I apologize for the delay in the last installment of our season in review series. I wrote the entire article last night and just as I was getting ready to publish the browser closed without saving my work. Ugh. There is truly little more frustrating than writing the same feature twice.
Since we last met there have been some exciting changes in my life. I just finished moving from Columbus to Los Angeles where I'm starting work with a large law firm at the end of the month. My wife and I are getting settled into a Craftsman-style bungalow in the Pasadena area. Needless to say, we're swimming in a sea of boxes.
Nevertheless, lets take a moment to reflect on the best month of the season. November doesn't just represent the end of the conference race, it's where the journey comes full circle. The same low light that defined 6:00 a.m. winter workouts lasts all day now. As does the chill in the air and the sting from contact.
If October separates the men from the boys, November defines bragging rights for a full calender year. It's the month where rivalries live.
Here is the biggest game, best win, worst loss and greatest moment.
Biggest Game: No. 9 Ohio State at No. 20 Iowa (20-17)
If November felt a bit melodramatic this time around it's because the month failed to break a three-way tie for the conference crown. The closest we came to chaos was on November 19th at Kinnick Stadium, where Ohio State traveled with dreams of at least a portion of a sixth consecutive Big Ten championship on the line. Sure, it wasn't the colossus we predicted last spring, but both clubs had a lot to play for.
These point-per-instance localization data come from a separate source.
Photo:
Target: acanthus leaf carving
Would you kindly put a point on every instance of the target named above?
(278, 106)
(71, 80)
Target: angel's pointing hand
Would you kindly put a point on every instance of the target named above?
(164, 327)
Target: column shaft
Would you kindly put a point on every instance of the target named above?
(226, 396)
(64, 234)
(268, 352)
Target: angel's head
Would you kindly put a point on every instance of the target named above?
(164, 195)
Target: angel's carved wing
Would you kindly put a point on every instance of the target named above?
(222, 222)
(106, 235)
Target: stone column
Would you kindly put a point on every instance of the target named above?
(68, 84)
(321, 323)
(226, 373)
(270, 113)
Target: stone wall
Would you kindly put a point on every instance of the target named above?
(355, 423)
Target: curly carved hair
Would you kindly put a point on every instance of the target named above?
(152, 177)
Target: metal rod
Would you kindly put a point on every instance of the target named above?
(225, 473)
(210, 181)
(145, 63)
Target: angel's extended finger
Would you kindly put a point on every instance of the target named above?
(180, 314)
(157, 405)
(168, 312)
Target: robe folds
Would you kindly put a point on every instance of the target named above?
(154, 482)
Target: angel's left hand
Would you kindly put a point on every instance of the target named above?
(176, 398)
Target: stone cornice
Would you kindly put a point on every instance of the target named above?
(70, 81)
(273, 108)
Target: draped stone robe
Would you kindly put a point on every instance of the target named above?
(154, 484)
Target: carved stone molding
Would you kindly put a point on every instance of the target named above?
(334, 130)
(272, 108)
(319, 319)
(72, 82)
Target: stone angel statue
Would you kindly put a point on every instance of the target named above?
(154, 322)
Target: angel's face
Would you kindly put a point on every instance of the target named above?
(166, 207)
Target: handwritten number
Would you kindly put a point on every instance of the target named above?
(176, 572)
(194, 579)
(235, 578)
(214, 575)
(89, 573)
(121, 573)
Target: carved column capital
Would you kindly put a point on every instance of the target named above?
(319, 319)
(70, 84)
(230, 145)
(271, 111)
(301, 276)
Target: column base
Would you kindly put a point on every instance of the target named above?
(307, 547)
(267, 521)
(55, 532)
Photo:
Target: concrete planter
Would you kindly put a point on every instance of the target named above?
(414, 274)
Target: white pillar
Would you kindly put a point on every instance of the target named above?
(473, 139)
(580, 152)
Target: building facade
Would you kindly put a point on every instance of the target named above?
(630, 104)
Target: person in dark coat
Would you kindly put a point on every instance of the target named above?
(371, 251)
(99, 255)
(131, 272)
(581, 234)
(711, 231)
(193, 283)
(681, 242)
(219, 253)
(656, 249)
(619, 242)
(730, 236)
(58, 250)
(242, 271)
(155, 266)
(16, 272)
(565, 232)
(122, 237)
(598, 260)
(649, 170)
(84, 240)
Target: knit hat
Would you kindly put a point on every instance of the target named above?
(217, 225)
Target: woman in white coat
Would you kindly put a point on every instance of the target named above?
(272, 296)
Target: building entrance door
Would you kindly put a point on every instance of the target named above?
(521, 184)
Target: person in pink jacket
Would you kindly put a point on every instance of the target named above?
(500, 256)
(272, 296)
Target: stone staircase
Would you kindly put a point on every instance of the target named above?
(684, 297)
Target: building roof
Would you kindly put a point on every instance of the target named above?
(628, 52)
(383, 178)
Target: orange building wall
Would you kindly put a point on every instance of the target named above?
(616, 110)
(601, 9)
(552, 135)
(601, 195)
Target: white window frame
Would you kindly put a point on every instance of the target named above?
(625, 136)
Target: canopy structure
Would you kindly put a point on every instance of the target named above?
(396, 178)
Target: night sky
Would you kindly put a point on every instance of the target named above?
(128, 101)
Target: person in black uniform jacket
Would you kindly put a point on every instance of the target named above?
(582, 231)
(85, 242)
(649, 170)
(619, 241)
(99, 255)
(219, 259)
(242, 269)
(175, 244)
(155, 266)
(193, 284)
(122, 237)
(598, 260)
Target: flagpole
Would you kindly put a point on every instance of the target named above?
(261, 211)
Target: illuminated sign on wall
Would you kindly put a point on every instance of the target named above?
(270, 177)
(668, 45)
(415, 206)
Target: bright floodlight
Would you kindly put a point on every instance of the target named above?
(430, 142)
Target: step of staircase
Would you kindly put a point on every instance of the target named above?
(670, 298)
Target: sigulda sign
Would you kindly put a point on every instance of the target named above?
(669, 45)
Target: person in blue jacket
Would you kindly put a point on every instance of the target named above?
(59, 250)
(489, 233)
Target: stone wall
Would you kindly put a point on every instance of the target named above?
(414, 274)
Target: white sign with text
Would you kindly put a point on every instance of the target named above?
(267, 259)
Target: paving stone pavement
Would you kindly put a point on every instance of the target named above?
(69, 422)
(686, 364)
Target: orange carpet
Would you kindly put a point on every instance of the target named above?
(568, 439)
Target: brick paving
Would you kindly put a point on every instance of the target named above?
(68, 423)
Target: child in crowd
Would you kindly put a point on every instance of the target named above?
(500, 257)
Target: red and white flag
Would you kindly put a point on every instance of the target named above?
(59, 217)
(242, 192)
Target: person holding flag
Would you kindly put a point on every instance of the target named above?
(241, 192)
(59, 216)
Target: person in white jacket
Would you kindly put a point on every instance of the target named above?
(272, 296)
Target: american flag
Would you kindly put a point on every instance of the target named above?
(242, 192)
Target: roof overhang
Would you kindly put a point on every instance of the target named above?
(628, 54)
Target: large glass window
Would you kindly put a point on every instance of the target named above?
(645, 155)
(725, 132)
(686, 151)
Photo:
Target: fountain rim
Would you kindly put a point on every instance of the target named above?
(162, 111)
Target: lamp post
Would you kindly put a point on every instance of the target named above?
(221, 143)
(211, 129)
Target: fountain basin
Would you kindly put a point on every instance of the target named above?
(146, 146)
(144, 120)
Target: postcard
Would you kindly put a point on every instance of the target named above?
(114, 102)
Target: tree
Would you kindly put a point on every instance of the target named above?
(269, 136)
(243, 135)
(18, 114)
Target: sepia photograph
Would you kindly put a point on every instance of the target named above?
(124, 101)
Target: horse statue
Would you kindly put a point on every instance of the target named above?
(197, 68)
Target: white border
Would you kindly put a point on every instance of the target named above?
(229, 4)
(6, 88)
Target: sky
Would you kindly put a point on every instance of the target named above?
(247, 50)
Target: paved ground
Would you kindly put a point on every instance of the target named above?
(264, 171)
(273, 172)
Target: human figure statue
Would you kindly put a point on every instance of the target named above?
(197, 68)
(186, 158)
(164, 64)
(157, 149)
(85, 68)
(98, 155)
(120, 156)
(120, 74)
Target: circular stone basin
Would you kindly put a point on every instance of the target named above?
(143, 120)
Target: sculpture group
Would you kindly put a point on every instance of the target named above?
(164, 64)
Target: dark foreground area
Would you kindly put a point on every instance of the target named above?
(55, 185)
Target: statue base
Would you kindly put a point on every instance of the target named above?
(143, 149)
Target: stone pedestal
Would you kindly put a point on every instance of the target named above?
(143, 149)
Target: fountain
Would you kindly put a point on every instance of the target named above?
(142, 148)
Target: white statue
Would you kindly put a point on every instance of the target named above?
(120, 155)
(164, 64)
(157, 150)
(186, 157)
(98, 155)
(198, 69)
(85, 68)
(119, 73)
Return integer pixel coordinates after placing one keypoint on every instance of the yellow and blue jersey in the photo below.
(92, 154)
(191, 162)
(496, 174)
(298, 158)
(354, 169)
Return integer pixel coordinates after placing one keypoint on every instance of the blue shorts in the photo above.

I was in Iowa City that day, and watched from the stands as the Hawkeyes went ahead 17-10 early in the Fourth Quarter on Marcus Coker's 1-yard run. It was a terrific thrill to watch the Buckeyes battle back, first on a 48-yard Devin Barclay field goal, and later on an epic 12 play, 76 yard touchdown drive. More on that in a minute...
Best Win: No. 13 Iowa at Northwestern (17-21)
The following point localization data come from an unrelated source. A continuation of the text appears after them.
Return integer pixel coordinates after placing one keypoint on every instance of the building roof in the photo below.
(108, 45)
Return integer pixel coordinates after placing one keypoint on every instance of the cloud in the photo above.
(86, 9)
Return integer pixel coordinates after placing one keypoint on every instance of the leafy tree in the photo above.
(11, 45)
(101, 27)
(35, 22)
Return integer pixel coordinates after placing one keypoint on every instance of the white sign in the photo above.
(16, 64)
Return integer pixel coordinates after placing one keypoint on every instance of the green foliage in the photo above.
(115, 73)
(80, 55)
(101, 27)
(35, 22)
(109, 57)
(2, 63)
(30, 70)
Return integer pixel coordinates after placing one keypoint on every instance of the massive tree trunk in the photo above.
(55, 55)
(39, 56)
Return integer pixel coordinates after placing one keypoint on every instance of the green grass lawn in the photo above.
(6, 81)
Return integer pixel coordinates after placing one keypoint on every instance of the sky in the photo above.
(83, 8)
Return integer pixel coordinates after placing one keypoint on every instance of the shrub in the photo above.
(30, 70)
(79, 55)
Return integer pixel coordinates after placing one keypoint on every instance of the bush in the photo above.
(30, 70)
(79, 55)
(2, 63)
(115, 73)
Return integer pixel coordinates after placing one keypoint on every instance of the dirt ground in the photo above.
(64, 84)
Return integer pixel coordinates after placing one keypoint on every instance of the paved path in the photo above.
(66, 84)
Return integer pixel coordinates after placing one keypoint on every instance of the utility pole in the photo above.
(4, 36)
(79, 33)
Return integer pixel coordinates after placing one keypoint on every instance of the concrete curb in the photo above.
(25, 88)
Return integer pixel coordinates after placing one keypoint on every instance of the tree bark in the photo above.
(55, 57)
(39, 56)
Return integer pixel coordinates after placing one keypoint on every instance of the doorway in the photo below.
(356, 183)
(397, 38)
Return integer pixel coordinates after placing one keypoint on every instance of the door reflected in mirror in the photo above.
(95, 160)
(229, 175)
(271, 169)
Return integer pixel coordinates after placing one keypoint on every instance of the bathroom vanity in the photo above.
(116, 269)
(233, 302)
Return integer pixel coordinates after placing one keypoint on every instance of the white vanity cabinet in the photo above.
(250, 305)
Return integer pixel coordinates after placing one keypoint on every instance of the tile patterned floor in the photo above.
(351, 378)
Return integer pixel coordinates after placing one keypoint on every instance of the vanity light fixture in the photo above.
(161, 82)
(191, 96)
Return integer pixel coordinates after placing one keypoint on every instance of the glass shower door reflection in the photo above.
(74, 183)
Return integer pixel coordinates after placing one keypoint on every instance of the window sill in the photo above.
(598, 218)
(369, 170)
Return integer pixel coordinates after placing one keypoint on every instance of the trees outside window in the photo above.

Iowa fans love to belittle the brainiacs from Evanston, but for five of the past six years it's been all talk and no walk. Face it Hawks, just Northwestern is just as competitive as you. They proved that on November 13th. The Wildcats trailed 7-17 after two Ricky Stanzi touchdown passes inaugurated the third quarter, and the Hawks kept driving, but Northwestern's Brian Peters made an agressive pick near the goal line, turning the tide in favor of the Cardiac Cats. Dan Persa did the rest. Although this game was chalk full of wild plays and improbable completions, it will be remembered for Persa's last throw: a 20-yard strike to Demetrius Fields with 1:22 to play that gave the Wildcats the lead. It also took Persa. The star ruptured his Achilles' tendon while sprinting to celebrate with his teammates, leading to a bittersweet scene as the final seconds ticked off the clock in Evanston. Northwestern wouldn't ever recover from Persa's loss, but they would completely exorcise the jNU meme.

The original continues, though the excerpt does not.